Hani bir duygu vardır, başka bir kız çok güzel şeyler yapar ve sen de onun gibi olmak, hatta sen de başkaları tarafından beğenilmek istersin! Mesela sınıfındaki hiçbir şeye boyun eğmeyen cesur kız gibi. Veya yakıcı giysiler giyen, gerçekten iyi makyaj yapan Jeninfer gibi. Sporda hep birinci olan, herkesi gölgesinde bırakan Gülgen gibi. Ya da Martina Navratilova, Steffi Graf veya Gabriela Sabatini gibi kadın sporcuları beğenir ve kendin de bir tenis yıldızı olmak isterdin! Hele en çok sevdiğin şarkıcı, gerçekten mükemmel değil mi? Ve o müthiş dayanılmaz sesi...

Kim bilir, belki her zaman cana yakın davranan ve dersi ilginç anlatarak, zamanın nasıl uçup gittiğini fark ettirmeyen bir bayan öğretmenin vardır, hatta içinden ‘ah, keşke bütün derslerim bu hocada olsa…’ diye bakarak iç geçiriyorsundur ve üstelik okula gitmek bile zevk veriyordur artık. Veya en cana yakın kız arkadaşın, çılgınca şeyleri beraber yaşadığın can yoldaşın. Hiç ayrılamadığın, ama ayrılmak zorunda kalınca telefonlaşmadan yapamadığın arkadaşın.

Belki hayran olduğun bir komşun, teyzen ya da teyze kızı vardır ve onlar gibi bir hayat sürdürmek istiyorsundur. İster hayranlık duyduğun kadın ulaşılmaz olsun, ister günlük yaşantında bir şeyleri paylaştığın bir kız olsun; her ne olursa olsun sonuçta hayranlık duymak güzel bir duygu!
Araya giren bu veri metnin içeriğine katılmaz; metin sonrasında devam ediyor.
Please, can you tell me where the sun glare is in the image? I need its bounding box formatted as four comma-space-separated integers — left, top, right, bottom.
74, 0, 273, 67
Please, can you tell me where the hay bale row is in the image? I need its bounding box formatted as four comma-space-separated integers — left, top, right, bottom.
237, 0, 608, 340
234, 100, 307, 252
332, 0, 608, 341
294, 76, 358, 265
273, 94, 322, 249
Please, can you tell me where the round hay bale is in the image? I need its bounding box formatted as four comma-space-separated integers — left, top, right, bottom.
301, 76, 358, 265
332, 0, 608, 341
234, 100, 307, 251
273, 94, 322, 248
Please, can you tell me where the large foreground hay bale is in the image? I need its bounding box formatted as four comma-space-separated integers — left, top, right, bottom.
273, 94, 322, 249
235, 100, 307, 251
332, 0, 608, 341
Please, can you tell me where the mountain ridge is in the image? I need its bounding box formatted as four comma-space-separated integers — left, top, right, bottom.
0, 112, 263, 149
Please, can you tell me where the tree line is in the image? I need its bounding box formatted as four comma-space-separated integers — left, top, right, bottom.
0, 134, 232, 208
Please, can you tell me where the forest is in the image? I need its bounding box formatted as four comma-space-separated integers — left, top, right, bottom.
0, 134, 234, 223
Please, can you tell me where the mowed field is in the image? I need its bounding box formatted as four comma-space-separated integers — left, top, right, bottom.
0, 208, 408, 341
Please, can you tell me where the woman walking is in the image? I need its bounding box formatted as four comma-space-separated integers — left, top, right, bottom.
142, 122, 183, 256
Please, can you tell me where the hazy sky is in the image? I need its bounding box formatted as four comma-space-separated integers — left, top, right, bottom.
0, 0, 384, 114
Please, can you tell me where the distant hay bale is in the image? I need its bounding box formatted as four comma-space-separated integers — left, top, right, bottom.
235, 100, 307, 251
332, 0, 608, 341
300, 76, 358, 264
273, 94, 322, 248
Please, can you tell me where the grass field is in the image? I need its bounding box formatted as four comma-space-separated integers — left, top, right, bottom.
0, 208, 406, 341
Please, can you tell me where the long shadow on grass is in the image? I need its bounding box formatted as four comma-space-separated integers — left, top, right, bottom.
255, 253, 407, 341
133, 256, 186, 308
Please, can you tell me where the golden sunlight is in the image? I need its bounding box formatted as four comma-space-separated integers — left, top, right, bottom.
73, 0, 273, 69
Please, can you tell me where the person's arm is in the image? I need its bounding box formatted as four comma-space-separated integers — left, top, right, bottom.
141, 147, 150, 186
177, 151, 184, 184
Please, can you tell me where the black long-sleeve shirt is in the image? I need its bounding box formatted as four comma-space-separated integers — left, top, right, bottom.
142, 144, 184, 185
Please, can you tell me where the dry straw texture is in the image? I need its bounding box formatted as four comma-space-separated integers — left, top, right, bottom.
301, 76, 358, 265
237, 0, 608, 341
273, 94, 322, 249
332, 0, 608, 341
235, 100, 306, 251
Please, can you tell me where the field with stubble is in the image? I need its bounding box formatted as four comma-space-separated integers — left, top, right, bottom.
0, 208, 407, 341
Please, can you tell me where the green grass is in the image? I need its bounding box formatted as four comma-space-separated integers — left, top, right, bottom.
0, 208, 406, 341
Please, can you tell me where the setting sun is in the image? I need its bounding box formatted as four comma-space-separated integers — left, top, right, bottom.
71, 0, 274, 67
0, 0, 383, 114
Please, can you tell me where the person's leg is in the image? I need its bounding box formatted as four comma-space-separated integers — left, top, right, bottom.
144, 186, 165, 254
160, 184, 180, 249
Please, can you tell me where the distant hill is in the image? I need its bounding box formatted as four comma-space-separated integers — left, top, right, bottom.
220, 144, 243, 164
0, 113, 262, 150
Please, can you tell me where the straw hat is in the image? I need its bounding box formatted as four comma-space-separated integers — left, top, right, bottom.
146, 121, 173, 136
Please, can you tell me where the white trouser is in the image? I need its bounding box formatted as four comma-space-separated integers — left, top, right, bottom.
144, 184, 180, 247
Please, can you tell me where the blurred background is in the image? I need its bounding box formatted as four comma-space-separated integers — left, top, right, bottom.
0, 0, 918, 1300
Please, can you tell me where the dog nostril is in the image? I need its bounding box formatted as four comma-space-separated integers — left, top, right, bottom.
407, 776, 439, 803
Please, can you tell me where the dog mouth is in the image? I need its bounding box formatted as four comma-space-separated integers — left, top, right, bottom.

Onunla karşılaştığında, hatta sadece onu düşündüğün anda bile heyecanlanıyorsun. Hani seni kıpır kıpır yapan, neşe dolu bir duygu. Sabırsızca onu okulda göreceğin günleri dört gözle bekliyor ve neler yapabileceğinizi hayalinde canlandırıyor, onunla konuşmak ve ne pahasına olursa olsun onu bir daha görmeyi arzuluyorsun, ama gördüğünde de dizlerin titremeye başlıyor, dilin tutulur adeta ağzından çıt çıkaramaz hale gelip ‘Ah! Yer yarılsa da içine girsem!’ diyorsun. Belki çaktırmadan onun için süsleniyor, böylece ilgisini çekmeye çalışıyorsun. İyi bir anda onu etkilemek için akıllıca şeyler söylemek istiyorsun. Ya da onun ilgisini üzerine çekmeyi istediğin halde, bir türlü nasıl yapabileceğini bilmiyorsun. Bunun yerine onu inceden inceye izliyor, ‘tesadüfen’ onun evinin önünden geçip, odasında ışık yanıp yanmadığına bakıyorsun. Ona telefon açıyorsun, ama o ahizeyi kaldırdığında da çarçabuk telefonu kapatıyorsun. Geceleri onun hayalini kurmaktan uyuyamıyorsun, üstelik yiyip içmekten kesiliyorsun.

Her ne olursa olsun bütün bunlar son derece kafanı yoruyor ve başka bir şey düşünmek elinden gelmiyor. Artık duyguların söz dinlemez hale geliyor ve tüm benliğin kıpır kıpır. Bütün dünyayla boy ölçüşebilecek gibi hissediyorsun kendini. Sanki hiçbir şey tutamaz seni.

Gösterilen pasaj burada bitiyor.